La Commission évaluera les besoins du plan REPowerEU pour permettre d’accélérer la transition vers une énergie propre et éviter la fragmentation du marché unique. Cela permettra de soumettre des propositions visant à renforcer la puissance financière de l’UE pour le plan REPowerEU, a ajouté le porte-parole de l’UE.

« De telles propositions donneront à chaque État membre la même opportunité de préparer l’avenir. Il ne s’agit pas seulement d’énergie, mais aussi de notre compétitivité mondiale et de notre souveraineté », a conclu le responsable européen.

Cependant, pour certains, cela pourrait ne pas se révéler suffisamment attractif.

En Bulgarie, le gouvernement intérimaire à la tête du pays pendant les querelles entre les partis politiques à la suite des élections législatives d’octobre, les quatrièmes en 18 mois, envisage de revenir sur un engagement pris par l’exécutif précédent.

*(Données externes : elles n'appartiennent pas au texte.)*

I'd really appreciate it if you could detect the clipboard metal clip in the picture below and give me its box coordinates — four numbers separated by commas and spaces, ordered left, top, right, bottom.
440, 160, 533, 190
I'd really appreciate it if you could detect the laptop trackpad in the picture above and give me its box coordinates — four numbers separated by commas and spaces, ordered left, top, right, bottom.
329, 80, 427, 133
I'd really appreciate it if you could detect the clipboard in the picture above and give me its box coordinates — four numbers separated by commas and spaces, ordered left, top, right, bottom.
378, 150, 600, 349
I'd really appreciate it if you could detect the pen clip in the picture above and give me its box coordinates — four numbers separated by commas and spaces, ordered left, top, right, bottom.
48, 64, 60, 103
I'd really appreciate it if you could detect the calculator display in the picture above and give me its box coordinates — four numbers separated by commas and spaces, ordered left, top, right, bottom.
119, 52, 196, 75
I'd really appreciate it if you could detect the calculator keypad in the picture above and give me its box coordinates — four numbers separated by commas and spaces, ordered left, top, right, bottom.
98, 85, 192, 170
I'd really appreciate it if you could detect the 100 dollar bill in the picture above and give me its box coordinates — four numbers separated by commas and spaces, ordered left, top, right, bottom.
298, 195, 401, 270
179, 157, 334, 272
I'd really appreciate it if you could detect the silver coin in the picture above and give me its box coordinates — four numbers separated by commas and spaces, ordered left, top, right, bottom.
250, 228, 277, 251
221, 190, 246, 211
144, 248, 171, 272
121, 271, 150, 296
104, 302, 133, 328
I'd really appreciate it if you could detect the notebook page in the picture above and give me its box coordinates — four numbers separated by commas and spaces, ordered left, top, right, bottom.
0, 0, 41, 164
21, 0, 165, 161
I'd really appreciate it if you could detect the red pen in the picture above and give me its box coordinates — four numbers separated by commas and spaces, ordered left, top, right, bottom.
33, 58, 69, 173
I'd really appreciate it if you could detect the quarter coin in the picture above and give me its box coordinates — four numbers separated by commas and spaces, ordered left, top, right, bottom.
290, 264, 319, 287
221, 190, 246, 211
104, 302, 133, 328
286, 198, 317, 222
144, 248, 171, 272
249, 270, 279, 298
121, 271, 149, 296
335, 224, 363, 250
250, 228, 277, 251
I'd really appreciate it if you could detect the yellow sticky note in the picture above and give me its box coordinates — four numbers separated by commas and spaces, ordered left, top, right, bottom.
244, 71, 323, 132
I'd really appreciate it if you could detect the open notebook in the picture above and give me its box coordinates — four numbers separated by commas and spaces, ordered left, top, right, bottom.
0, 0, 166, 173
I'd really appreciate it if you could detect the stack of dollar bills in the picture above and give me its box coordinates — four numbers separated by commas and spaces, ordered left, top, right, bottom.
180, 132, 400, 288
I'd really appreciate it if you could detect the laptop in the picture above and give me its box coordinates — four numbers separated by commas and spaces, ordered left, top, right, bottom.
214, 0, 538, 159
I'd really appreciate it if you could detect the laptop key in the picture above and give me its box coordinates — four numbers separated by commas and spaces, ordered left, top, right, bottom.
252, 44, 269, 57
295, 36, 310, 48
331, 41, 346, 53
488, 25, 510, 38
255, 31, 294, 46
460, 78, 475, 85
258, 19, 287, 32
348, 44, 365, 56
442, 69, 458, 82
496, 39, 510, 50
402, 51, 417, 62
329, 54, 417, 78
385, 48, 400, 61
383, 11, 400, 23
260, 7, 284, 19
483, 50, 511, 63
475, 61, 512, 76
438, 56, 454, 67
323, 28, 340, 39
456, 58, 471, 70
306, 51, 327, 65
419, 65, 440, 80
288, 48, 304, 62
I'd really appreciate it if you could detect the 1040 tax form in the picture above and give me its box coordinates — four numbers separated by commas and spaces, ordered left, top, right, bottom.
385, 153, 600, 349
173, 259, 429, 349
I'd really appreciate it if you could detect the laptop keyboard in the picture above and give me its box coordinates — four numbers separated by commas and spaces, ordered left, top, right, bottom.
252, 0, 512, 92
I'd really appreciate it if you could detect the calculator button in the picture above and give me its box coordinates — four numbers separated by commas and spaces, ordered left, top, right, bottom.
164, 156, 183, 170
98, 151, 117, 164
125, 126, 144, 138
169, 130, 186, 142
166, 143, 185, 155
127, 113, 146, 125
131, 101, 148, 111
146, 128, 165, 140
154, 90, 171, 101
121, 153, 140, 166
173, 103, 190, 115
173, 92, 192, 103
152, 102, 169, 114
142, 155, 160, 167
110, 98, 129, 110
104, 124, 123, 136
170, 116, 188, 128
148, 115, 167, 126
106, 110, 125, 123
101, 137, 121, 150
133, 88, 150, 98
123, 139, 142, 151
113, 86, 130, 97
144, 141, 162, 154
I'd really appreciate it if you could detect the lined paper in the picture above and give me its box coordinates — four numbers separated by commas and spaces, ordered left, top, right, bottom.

En effet, celui-ci prévoyait initialement une réduction de 40 % des émissions de carbone du secteur de l’énergie d’ici à 2026 compte tenu de l’augmentation des revenus de la combustion d’énergie fossile.

Toutefois, « dans la situation actuelle, bon nombre des engagements qui semblaient avoir du sens auparavant n’en ont plus. Par exemple, les centrales électriques au charbon rapportent actuellement de gros bénéfices à l’État. Sur le plan financier, il n’y a pas de raison majeure pour qu’elles soient fermées », a commenté le vice-premier ministre bulgare Atanas Pekanov, samedi (26 novembre) sur la chaîne Nova TV.

Dans la pratique, cela peut impliquer un éloignement des projets respectueux de l’environnement. Le gouvernement intérimaire bulgare a indiqué qu’il souhaitait remplacer la plus grande batterie au monde pour le stockage de 6  600 MWh d’électricité, mise au point par le précédent gouvernement, par des installations de stockage souterraines pour le gaz naturel, l’hydrogène et éventuellement le dioxyde de carbone.

Il est également fort probable que la Bulgarie renonce à étudier la capacité géothermique pour la production d’électricité, et que les 175 millions d’euros prévus soient plutôt consacrés au chauffage par géothermie des établissements sanitaires et administratifs pour enfants.